Alix Poisson fait partie du très beau casting de Laëtitia, où avec ses partenaires elle reconstitue sous la direction de Jean-Xavier de Lestrade le terrible meurtre de Laëtitia Perrais, âgée de 18 ans, par Tony Meilhon dans la région nantaise le 19 janvier 2011. Un tragique fait divers que le réalisateur, oscarisé en 2002 pour son documentaire Un coupable idéal, a décidé de raconter, et de déplier presque jusqu'à ses limites, pour mieux en comprendre l'horreur et le mal systémique qui l'a produit. Pour l'actrice, que le grand public connaît peut-être mieux sous les traits d'Isa Martinet dans Parents mode d'emploi, ce n'est pas une première. Elle est en effet une proche collaboratrice de  Jean-Xavier de Lestrade, et possède une filmographie où se dessine maintenant un axe fort, un fil rouge : l'incarnation de personnages ambivalents et l'exploration de thématiques contemporaines et dures à appréhender, des réalités profondes et ténébreuses que la fiction aide à éclairer. Nous avons pu lui poser quelques questions, attentifs à ce que nous dirait cette comédienne passionnée par les projets qui "regardent les choses en face".

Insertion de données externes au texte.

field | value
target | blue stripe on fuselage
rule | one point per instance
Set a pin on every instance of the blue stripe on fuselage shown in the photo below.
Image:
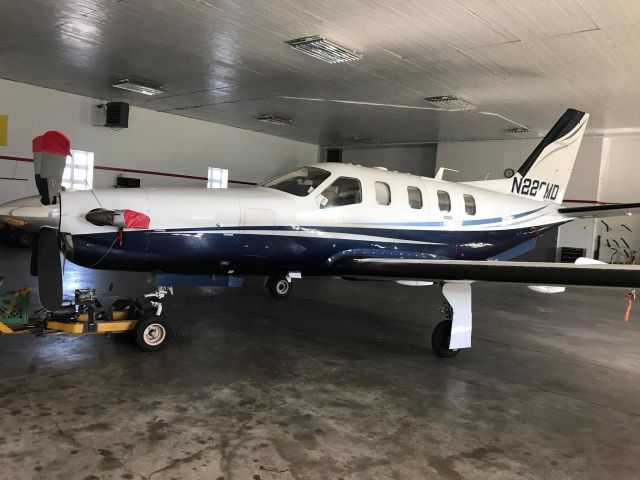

Laëtitia est votre cinquième collaboration avec Jean-Xavier de Lestrade. Qu'est-ce qui vous rapproche de ce cinéaste ?

Alix Poisson : Je crois qu'on a un peu les mêmes obsessions, même si évidemment en tant que comédienne le pur plaisir est de pouvoir se balader entre les genres. Si on ne faisait que des choses très lourdes et dramatiques, au bout d'un moment on s'épuiserait. J'aime autant la comédie que le drame, mais je pense que ce n'est pas un hasard si ça fait cinq fois qu'on travaille ensemble, je sais qu'il y aura une sixième, et j’espère une septième, une huitième…

Jean-Xavier de Lestrade est vraiment habité... Une phrase que dit Frantz Touchais (Yannick Choirat) dans Laëtitia, lui pourrait la dire aussi : "je ne sais pas pourquoi ça m'obsède autant la vérité, mais sans elle j'arrive pas à respirer". Je crois que Jean-Xavier est un peu comme ça, je pense qu'il est obsédé par l'idée de justice. Et aussi par l'idée que, parfois, certains sont victimes d'injustices terribles, alors qu'il n'y avait pas forcément de raison pour que ça leur arrive à eux plus qu'à d'autres.

Laëtitia est le récit d'un fait divers, avec son exposé d'une somme complexe de terribles défaillances...

A.P. : Jean-Xavier aime bien faire des portraits sans concession de la société, pour montrer à quel point certains problèmes sont systémiques, et qu'on peut les déconstruire. Si vraiment on met le nez dedans et qu'on arrête de faire les trois petits singes qui ne veulent ni voir, parler ou entendre, on peut les déconstruire. Je suis un peu pareille. On a chacun nos thèmes de prédilection, et il y a des sujets, comme dans Laëtitia, où tout me parle.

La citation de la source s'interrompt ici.